Belfalls is an unincorporated community in Bell County, Texas, United States. According to the Handbook of Texas, the community had a population of 20 in 2000. It is located within the Killeen-Temple-Fort Hood metropolitan area.

History
Belfalls was given this name as a combination of Bell and Falls counties and had a double voting box for both counties. A post office was established at Belfalls in 1891 and remained in operation until 1907. 260 people were living in Belfalls that were served by a hotel, a Baptist church, a mill and gin, two general stores, and two other businesses in 1896. Mail was then delivered to the community from nearby Oenaville. A lake was dug to supply water to the Belfalls Water Company by mule power around 1915. The community's population plunged to 84 by 1913 but returned to 200 in 1947 with six businesses.

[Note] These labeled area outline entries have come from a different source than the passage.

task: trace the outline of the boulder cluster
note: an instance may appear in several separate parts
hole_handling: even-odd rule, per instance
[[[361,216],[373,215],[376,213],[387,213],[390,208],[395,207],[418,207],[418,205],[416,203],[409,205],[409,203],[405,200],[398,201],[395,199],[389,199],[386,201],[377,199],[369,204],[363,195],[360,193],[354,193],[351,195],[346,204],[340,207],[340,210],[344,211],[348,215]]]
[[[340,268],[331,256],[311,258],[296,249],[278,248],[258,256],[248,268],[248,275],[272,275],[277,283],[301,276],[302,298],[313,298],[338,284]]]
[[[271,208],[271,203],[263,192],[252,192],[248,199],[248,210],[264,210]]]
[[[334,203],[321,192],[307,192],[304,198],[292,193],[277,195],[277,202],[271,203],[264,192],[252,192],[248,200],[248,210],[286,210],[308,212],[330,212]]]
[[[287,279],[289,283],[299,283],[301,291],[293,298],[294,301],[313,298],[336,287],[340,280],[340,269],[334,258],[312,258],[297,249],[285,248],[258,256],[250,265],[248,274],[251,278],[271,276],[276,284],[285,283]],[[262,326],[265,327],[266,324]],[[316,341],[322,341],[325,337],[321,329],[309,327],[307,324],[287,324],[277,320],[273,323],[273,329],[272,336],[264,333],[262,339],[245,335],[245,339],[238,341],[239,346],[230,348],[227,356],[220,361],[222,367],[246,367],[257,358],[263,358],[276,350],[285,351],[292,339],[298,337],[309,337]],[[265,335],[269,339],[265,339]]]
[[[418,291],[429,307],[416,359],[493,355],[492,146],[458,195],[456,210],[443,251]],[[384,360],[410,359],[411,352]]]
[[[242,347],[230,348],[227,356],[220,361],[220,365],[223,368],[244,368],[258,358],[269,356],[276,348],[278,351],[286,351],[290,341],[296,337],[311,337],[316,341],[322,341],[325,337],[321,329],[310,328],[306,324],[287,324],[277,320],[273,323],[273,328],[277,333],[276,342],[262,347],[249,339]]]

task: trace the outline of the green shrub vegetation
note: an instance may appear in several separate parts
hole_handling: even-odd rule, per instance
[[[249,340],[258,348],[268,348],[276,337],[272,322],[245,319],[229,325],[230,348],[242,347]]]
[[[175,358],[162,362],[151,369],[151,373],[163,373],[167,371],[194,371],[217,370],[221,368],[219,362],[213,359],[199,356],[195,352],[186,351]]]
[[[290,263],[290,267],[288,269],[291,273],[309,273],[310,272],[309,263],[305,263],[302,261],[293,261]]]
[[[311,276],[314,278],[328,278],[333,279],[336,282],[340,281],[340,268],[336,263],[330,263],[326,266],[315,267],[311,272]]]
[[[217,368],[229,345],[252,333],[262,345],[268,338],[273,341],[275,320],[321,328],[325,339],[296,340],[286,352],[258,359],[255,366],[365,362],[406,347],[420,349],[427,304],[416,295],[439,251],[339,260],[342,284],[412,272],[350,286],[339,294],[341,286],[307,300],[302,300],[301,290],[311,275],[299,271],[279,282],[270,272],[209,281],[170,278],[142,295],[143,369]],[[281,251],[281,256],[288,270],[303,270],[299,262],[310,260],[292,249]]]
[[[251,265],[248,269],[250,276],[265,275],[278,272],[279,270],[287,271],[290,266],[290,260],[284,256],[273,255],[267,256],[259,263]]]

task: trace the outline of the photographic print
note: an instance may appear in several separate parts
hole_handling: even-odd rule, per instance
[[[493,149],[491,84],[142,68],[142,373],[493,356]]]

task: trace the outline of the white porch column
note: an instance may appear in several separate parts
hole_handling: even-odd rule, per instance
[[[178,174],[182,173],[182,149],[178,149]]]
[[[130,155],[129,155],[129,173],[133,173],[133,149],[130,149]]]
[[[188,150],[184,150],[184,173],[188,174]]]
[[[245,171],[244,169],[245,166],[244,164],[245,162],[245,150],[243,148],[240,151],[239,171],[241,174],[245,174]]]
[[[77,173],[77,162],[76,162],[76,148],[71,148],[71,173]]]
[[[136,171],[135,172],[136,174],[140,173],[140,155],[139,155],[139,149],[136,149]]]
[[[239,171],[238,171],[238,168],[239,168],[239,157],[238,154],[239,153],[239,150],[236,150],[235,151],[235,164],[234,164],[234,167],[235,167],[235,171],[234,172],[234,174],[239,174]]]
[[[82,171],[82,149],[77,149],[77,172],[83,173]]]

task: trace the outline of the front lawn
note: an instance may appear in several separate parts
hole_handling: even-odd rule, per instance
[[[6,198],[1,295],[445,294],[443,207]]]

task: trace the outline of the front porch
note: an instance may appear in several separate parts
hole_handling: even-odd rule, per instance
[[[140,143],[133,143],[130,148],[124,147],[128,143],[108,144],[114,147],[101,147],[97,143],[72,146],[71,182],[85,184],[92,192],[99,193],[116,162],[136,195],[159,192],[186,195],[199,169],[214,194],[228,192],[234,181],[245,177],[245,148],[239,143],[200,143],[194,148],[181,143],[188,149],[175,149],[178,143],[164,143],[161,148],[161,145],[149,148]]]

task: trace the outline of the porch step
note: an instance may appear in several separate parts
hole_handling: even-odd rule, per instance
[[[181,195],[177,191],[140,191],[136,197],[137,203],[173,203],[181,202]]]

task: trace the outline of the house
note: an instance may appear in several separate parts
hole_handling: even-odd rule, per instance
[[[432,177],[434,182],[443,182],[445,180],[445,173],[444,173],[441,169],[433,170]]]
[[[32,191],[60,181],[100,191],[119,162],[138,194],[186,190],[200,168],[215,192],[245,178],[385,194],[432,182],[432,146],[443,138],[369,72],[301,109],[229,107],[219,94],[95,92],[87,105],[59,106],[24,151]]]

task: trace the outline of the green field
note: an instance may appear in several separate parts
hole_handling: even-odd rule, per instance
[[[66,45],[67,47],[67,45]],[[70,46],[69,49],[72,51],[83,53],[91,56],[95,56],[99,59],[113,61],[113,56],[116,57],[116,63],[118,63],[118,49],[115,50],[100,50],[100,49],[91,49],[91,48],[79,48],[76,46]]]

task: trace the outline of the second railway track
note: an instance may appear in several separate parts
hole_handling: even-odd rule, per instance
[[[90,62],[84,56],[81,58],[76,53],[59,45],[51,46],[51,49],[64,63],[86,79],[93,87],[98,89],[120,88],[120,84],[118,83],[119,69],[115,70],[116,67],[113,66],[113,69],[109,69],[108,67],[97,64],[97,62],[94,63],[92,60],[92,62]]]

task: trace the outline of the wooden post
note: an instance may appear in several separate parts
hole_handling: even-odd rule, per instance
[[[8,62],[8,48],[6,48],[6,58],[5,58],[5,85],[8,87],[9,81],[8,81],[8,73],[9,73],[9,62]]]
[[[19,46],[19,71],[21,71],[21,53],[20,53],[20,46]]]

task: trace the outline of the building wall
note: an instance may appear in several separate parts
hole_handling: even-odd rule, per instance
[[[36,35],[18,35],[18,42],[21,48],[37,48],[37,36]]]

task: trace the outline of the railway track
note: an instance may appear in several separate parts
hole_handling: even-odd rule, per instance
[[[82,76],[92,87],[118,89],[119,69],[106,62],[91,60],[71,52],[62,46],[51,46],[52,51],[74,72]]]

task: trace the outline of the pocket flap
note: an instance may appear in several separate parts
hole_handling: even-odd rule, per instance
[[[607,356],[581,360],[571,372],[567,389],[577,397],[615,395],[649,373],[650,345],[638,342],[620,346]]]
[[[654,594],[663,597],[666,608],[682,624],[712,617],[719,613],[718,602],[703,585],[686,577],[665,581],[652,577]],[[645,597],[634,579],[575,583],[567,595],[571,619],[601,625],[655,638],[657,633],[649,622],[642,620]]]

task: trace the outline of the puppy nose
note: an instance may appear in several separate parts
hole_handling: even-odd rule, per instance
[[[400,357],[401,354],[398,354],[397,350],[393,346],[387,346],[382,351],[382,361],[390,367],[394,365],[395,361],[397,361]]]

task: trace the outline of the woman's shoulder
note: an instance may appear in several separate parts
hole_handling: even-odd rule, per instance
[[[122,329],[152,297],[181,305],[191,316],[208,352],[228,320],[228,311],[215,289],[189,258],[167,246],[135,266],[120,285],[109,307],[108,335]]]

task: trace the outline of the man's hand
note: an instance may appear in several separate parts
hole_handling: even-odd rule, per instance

It continued to decline in the 1950s, and by 1964, the population dropped to 50, then to 20 from 1988 through 2000.

Geography
Belfalls is located at the intersection of Farm to Market Roads 935 and 438,  northeast of Temple in northeastern Bell County.

Education
In 1903, Belfalls had a school with 69 students and two teachers. Today, the community is served by the Troy Independent School District.

Notable person
 Elmer B. Elliott, speaker at the Florida House of Representatives, was born in Belfalls.